Previous Column of the Mid-South Philosopher

Reflecting on Mayberry

© Dr. Gary D. Lemmons, March 5, 2006

In a lot of ways 1960 was a pivotal point in my childhood.  I was 11 years old…no longer a little boy, but not yet a full-blown adolescent.  The fact that within another year I would be entering junior high school was very real to me, and I struggled with thoughts of how I would make it in what,  to an elementary school boy, seemed to be such a challenging world.

I began to lose my innocence that year.  No, it didn’t involve relationships with the opposite sex.  I was still much too young and ugly for that.  Rather, I began to realize that life was not at all the safe and secure environment that up to that point I had felt it to be.

In March, Morris, a fellow student in Mrs. Windom’s Fifth Grade class accidentally hung himself in his parent’s detached garage.  Reports said that he was alone and playing cowboys and Indians, a game many of my generation played.  It was a frightening moment.  I had known people who had died before, but they had always been old.  No one my age had died.  Suddenly, I realized that I was not invincible.

In April, Anna, a teenage girl whose family lived in a house that my family had lived in years before on the Riley Creek Road, went missing.  A week later her body was discovered on the old Camp Forrest Reservation just south of our town and a prominent insurance salesman was arrested for her murder.  This tragedy provided fodder for much front porch and kitchen table conversation for the next two years.  This event impacted me in that I began to realize the world was not safe and even people as nice and respectable as an insurance agent could be dangerous.

Television was a major source of entertainment in those days.  It was also, at least in our house, a source of state and national news, which was watched regularly.  By my daughter’s standards for her children, my parents were very lax when it came to allowing my brother and me to watch T. V. in those days.  Generally, we could watch anything we wanted to watch and our time was relatively unlimited, so long as the grades in school were always up to par.  In defense of my parent’s liberality, there were virtually no four letter words used on television in those days, and, while occasionally there might be a program that approached an adult theme, by today’s standards, such a production would be classified as extremely mild.

At the beginning of the 1960 television season, a new comedy program, The Andy Griffith Show, came on the air.  This funny, half-hour program was set in the rural North Carolina town of Mayberry and introduced a pantheon of characters not the least of which was the town’s dedicated yet bumbling deputy sheriff, Barney Fife, played by Don Knotts, who passed away on Friday, February 24, 2006.
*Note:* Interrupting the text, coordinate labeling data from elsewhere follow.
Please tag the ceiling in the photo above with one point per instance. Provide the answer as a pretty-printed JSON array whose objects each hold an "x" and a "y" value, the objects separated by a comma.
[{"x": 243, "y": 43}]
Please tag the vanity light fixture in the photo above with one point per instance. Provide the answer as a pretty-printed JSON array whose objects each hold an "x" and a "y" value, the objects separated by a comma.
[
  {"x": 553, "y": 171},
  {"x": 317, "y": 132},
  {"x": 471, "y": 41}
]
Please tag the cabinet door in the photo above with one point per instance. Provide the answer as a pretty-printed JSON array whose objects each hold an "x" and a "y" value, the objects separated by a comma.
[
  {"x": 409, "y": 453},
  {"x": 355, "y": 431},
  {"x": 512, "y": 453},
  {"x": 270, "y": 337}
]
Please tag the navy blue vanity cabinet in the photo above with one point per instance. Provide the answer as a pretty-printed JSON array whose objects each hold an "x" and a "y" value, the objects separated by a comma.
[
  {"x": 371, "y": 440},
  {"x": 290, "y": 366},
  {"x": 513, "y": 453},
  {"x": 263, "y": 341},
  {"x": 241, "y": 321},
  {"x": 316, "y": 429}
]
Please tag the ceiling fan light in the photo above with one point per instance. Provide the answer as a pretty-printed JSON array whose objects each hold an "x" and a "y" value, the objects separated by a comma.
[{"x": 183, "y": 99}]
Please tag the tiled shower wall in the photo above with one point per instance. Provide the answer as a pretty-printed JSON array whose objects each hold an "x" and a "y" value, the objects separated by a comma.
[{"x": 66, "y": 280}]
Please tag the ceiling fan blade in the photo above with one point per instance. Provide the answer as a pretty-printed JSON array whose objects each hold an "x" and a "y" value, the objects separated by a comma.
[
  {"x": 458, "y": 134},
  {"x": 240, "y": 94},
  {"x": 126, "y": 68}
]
The major star of the show was Andy Griffith in the role of Sheriff Andy Taylor.  Sheriff Taylor was a widower with a young son Opie, played by Ron Howard, and lived with his Aunt Bea, played by Frances Bavier.
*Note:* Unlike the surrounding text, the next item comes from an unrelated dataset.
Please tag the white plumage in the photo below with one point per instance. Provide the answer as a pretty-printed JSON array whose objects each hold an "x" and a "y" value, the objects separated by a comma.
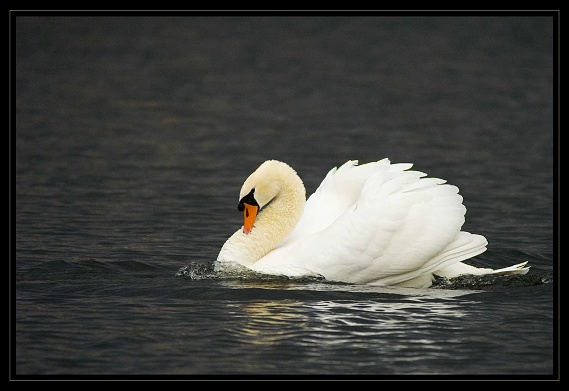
[{"x": 377, "y": 223}]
As I said earlier, there was a pantheon of characters, both regular and guests, who either lived or wandered into Mayberry over the next eight years.  The themes of the shows covered a wide range of issues and over time the show and its characters matured.  The level of sophistication of the productions rose and Mayberry grew-up during that time of “agonizing reappraisal” of the 1960s.
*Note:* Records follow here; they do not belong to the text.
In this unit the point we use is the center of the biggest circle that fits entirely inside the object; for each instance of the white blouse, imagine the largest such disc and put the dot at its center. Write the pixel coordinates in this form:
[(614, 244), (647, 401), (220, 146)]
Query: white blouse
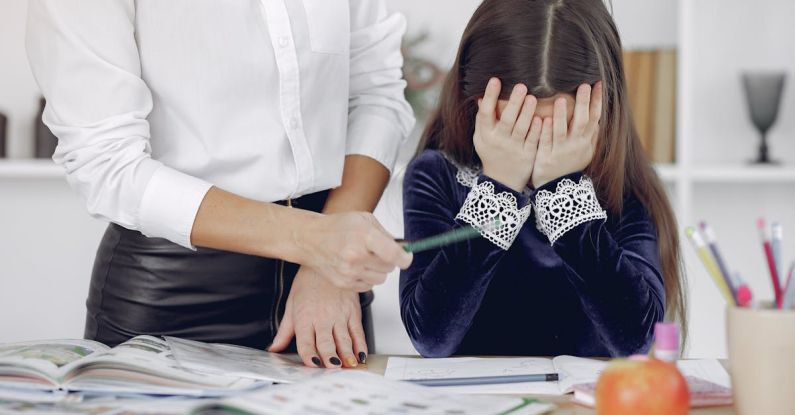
[(155, 101)]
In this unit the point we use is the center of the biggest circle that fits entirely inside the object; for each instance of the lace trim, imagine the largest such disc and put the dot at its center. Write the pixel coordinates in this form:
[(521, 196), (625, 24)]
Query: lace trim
[(483, 209), (570, 205)]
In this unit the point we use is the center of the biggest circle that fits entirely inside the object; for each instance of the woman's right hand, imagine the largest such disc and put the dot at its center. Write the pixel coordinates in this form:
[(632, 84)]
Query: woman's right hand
[(352, 250), (507, 144)]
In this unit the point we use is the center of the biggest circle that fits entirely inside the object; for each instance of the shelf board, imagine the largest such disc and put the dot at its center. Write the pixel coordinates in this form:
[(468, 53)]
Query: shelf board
[(743, 174), (668, 172), (30, 169)]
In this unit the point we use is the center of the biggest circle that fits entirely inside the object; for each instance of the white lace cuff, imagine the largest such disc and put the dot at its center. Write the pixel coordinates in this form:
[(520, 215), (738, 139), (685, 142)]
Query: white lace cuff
[(570, 205), (483, 209)]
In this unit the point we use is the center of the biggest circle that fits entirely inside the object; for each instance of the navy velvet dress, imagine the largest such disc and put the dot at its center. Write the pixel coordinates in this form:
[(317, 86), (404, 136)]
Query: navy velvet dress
[(597, 290)]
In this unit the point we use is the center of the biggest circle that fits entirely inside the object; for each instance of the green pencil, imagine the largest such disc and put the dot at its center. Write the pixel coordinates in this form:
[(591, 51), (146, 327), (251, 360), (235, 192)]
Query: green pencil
[(447, 238)]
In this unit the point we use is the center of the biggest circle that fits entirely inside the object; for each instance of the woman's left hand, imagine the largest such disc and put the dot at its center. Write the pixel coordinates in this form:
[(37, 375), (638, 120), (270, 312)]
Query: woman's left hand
[(326, 322), (565, 149)]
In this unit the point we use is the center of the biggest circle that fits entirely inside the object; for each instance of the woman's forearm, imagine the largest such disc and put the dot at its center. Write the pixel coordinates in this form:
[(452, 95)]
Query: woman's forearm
[(229, 222)]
I guess, in a lot of ways, I grew-up in Mayberry.  Like the town, by the time the show ended in 1968, I was totally different from what I had been when I first visited the place before our television set.  I had experienced too much, and the eleven year old boy that had once been was no more.

Over the 38 years since the last show of the original series first aired, Mayberry has been an integral part of American society.  Countless children and adults alike have watched the old episodes time after time and laughed anew at the antics of Barney, Floyd, Otis, Howard, Emmett, Goober, Gomer, and Earnest T. Bass, not to mention tapping a foot to Briscoe, Sharlene and the Boys, aka: the Darlings.

Many of the people who worked on The Andy Griffith Show went on to other projects and many enjoyed other successes.  Don Knotts, after some hilarious movies, starred with John Ritter in Three’s Company, a comedy oriented to more contemporary themes.  Ron Howard grew up.  After great success as Richie Cunningham in Happy Days, he has become a successful director of movies.  His latest work, The Da Vinci Code, will premier later this year.  Andy Griffith, himself, continues to work and enjoyed almost equal success in the series Matlock.

There is a little of Mayberry in all small towns.  There is scarcely one of us, who has watched The Andy Griffith Show, who cannot identify someone that we know or have known in our lives that reminds us of some character from that fictional town. Mayberry lives forever.

Somewhere, in the great beyond, I like to think that Don Knotts (in the genre of Barney Fife) is sitting on the front porch on a warm Sunday afternoon with Frances Bavier (in the genre of Aunt Bea) as she is getting acquainted with John Ritter, who has just been introduced to her by Barney.  The three of them are sipping iced tea and enjoying the quiet of a small town from yesteryear.

A foolish thought?  Maybe, but I do believe there is a heaven.